Ensuite, notre travail va consister à réfléchir sur le devenir de la profession pour les trois-quatre ans qui viennent. En effet, de grands changements se produisent et des évolutions importantes vont encore avoir lieu. Le secteur arrive, sur certains points, à maturité. De nouveaux indépendants apparaissent. Les réseaux (enseignes emblématiques de notre "industrie") se structurent, se renforcent et donnent une nouvelle architecture au marché. Sur le plan financier, les fonds d’investissement progressent, car ils perçoivent la forte prévisibilité de notre activité, avec une visibilité importante, un modèle économique simple, des "cashs flows" récurrents et, malgré une crispation du panier moyen, des marges encore très honorables comparativement à d’autres professions.
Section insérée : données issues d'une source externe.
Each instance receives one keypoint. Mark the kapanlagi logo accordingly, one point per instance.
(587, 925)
Ces transformations nous obligent à penser aussi aux cadres à établir en réponse à la crise (qui a touché notre branche l’année passée), au développement de la crémation, à l’augmentation des familles en souffrance économique (baisse du pouvoir d’achat, impayés), etc. Nous devons également réfléchir sur l’accroissement et l’élargissement de l’offre des contrats de prévoyance funéraire, dans laquelle la "bancassurance" a un poids énorme. Quelle est la posture que la profession souhaite adopter ? Sûrement pas la contemplation !
Enfin, une réflexion essentielle aura pour thème l’accroissement de l’exigence des familles. Celles-ci sont devenues "conso-acteurs". Elles veulent comprendre ce qu’elles achètent, tirer profit des avantages proposés, sont sensibles aux promotions et au rapport qualité-prix. En complément et appui de cette attitude, il y a Internet, qui est le centre de ces nouvelles connaissances, de ces nouvelles exigences. Auparavant, la famille qui arrivait chez un opérateur était quasi vierge de toute information.
Ce n’est plus le cas aujourd’hui et de nouvelles plateformes proposant de l’information et des services apparaissent.
Cela nous amène à la "Net économie" qui avance à grands pas et qui va toucher inexorablement le milieu funéraire, même si pour l’instant il a été préservé. Notre position aujourd’hui est de conseiller à l’opérateur funéraire d’investir même modestement dans un site Internet. Ce dernier lui permettra d’être visible, de se mettre en avant, en y mettant des photos, la géolocalisation, des témoignages clients, la photo de l’équipe, des exemples de prestations, ses particularités, etc.
Tout ce que je viens de vous dire ne peut être dissocié de la formation, qui se doit d’être de plus en plus performante et de plus en plus complète… afin de répondre à tous les grands enjeux économiques, technologiques et professionnels des années à venir.
Dans ce marché en mutation, je considère, pour finir sur une note optimiste, tant les indépendants que les réseaux sauront garder ou gagner une place légitime dans ce métier de service pas tout à fait comme les autres.